INGREDIENTS

  • 250 grams – Spinach leaves chopped
  • 500 grams – Rigatoni wheat pasta
  • 1/2 cup – Sun-dried tomato
  • 2 medium – Onion chopped
  • 2 tbsp – Olive oil
  • 2 tbsp – Garlic chopped
  • 1 tbsp – Black pepper powder
  • Water as required
  • 1/2 cup – Vegan cheese
  • 1/2 tsp – Oregano
  • 1/2 tsp – Red chilly flakes
  • Salt to taste

For Cashew Paste :

  • 1/2 cup – Cashew ( soaked)
  • 3/4 cup – Vegetable broth
  • 1/2 – Lemon
  • 2 tbsp – Nutritional yeast
  • INSTRUCTIONS
  • Soak cashews in lukewarm water for 15 minutes. In a bowl take soaked cashews.
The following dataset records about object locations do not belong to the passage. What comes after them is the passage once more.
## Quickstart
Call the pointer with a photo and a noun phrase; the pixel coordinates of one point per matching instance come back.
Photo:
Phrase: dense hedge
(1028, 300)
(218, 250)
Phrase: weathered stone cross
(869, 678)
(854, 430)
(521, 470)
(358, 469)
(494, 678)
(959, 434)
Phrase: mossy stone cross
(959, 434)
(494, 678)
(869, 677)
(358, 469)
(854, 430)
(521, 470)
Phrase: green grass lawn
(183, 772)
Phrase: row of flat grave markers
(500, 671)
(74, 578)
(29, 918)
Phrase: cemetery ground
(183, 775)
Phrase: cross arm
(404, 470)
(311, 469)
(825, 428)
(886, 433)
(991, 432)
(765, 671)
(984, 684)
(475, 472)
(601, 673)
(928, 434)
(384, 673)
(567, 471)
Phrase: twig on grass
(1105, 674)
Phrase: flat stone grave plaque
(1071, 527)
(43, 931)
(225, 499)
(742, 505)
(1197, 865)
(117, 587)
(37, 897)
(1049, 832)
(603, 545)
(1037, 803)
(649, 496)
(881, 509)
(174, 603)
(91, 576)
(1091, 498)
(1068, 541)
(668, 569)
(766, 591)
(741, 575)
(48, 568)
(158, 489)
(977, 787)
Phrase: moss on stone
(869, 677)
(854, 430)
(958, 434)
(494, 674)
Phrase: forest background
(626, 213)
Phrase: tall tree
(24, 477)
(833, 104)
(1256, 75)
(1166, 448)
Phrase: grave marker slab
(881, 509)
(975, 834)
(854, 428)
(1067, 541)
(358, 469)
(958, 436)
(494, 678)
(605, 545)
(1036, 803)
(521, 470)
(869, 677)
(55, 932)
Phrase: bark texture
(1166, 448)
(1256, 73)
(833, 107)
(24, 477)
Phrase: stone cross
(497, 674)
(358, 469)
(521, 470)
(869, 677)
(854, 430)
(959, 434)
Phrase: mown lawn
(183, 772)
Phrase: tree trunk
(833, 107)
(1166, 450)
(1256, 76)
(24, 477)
Add vegetable broth, nutritional yeast, squeeze out the half lemon juice. Make a smooth paste into a blender.
  • Turn on saute mode for 25 minutes. Hot mode started. Add olive oil, garlic chopped. Stir well till the raw smell goes away.
  • Add onion chopped. Stir well for two minutes.
  • Add sun-dried tomatoes, keep stirring for 2 minutes.
  • Add all the cashew paste. Keep stirring. Add 1 cup water, black pepper powder. rigatoni pasta. Mix well.
  • Add 2 cups of water. Add salt according to taste. Mix well.
  • Close the lid. Press cancel. Pressure cook for 5 minutes. Turn the valve into sealing. Once done press cancel.
  • After 10 minutes turn on venting for natural release. Let the pressure release completely and the red plug goes down.
  • Open the lid. Add chopped spinach leaves. Turn on the sauteed mode. Mix everything together. Add oregano, red chilly flakes.
  • Add vegan cream cheese or normal grated cheese. Mix everything nicely.
  • Press cancel. Vegan rigatoni pasta is ready to be served.